Al Qaeda has claimed responsibility for the bombings in Algeria this week, Tuesday’s suicide car bombing on a police academy that killed 43 and Wednesday’s twin suicide bombs killed 12 Algerian employees of a Canadian firm.

The British High Court yesterday ruled that the MI5 was complicit in the “unlawful interrogation,” detention and torture of a British resident now being held at Guantanamo Bay.  The detainee, Binyam Mohamed, will be tried by a military commission sometime over the next year.

Pakistan has announced a September 6 election to replace former President Pervez Musharraf.
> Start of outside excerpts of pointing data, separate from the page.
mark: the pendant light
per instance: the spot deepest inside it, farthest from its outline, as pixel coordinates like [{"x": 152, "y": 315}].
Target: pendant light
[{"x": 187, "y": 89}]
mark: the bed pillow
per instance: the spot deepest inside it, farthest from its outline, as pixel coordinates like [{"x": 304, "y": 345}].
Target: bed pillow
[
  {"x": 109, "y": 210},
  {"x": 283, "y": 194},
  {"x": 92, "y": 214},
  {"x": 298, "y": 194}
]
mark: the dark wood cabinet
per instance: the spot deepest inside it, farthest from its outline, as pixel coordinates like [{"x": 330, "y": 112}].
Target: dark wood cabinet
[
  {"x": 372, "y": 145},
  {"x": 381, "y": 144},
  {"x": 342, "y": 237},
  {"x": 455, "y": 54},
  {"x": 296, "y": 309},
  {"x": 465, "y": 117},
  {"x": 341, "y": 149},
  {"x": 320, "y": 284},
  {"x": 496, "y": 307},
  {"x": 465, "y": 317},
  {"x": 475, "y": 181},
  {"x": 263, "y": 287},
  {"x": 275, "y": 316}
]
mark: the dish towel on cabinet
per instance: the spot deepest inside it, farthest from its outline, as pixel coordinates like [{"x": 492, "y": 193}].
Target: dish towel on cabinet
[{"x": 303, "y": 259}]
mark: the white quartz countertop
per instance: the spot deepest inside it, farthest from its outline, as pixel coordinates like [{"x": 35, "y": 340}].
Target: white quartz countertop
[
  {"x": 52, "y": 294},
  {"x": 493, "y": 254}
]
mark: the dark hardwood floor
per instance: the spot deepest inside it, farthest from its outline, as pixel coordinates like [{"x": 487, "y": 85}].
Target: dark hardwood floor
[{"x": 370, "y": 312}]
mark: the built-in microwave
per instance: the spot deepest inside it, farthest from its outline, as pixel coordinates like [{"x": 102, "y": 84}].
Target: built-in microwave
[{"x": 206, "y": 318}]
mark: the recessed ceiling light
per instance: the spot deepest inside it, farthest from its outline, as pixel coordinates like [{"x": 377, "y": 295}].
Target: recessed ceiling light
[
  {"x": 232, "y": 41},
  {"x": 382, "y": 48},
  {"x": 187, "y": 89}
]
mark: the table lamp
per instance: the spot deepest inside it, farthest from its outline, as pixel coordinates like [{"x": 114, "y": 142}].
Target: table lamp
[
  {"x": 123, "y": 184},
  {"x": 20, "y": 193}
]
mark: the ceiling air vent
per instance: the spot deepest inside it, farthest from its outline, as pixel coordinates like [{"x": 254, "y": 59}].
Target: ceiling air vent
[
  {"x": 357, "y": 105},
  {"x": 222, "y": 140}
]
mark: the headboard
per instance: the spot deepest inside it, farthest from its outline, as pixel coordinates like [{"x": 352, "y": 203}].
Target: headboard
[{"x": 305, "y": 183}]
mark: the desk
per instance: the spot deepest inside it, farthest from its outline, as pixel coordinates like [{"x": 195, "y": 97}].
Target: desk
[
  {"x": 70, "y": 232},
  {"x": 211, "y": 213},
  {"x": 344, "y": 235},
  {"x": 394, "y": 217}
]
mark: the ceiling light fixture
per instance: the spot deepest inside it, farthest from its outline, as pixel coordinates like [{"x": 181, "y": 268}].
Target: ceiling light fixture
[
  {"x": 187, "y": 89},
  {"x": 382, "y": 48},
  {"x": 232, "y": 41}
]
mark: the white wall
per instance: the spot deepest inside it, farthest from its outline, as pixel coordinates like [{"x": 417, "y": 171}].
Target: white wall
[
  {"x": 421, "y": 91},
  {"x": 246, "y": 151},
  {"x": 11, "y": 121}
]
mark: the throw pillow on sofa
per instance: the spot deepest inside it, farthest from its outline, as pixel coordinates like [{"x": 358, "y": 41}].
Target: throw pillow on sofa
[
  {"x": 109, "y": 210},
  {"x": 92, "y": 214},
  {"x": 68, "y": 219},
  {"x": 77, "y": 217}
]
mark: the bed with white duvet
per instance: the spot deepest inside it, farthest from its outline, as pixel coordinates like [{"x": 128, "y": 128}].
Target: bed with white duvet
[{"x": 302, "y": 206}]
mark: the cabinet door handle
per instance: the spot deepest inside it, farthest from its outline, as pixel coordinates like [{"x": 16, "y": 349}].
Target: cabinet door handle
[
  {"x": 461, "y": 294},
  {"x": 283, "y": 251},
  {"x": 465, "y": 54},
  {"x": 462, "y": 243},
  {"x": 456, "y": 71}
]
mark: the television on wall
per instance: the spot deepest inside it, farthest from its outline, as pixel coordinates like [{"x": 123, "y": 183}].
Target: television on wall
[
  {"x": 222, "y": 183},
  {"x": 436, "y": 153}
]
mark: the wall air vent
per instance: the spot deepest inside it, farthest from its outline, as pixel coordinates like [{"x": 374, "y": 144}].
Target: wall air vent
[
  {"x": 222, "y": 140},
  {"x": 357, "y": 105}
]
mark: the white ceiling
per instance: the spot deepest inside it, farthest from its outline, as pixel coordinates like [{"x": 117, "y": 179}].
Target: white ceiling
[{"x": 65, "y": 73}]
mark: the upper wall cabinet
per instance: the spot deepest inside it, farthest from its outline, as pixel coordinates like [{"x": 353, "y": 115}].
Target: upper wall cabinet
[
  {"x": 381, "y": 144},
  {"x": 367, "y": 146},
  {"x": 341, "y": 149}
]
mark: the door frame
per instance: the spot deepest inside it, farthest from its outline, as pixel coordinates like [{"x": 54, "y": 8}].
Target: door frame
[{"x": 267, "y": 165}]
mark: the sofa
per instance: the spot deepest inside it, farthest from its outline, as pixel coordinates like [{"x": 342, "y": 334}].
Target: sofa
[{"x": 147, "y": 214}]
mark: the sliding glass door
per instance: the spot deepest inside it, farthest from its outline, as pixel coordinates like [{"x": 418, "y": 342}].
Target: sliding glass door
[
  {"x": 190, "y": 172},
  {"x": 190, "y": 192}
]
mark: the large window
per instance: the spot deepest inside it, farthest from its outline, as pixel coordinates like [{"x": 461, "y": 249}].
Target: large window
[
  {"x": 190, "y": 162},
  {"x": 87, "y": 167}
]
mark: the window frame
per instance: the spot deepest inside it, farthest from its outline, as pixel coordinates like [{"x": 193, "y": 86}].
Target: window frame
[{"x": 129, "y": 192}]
In the wake of the Russia-Georgia conflict, foreign investors are pulling out of Russia, which had been enjoying an investment boom; foreign currency reserves were depleted by $16.4 billion in a single week.

Six Americans have been detained in China for attempting to protest
for a free Tibet at the Olympic Games.  This incident follows a week of suppressing of protests, which has included sending grandmothers to “re-education through labor” and the beating two AP photographers.

Crime and violence are running rampant in Mexico, as President Felipe Calderon has issued a national call for help, encouraging citizens to report lawbreakers despite fears of retaliation and asking for an overhaul of policing.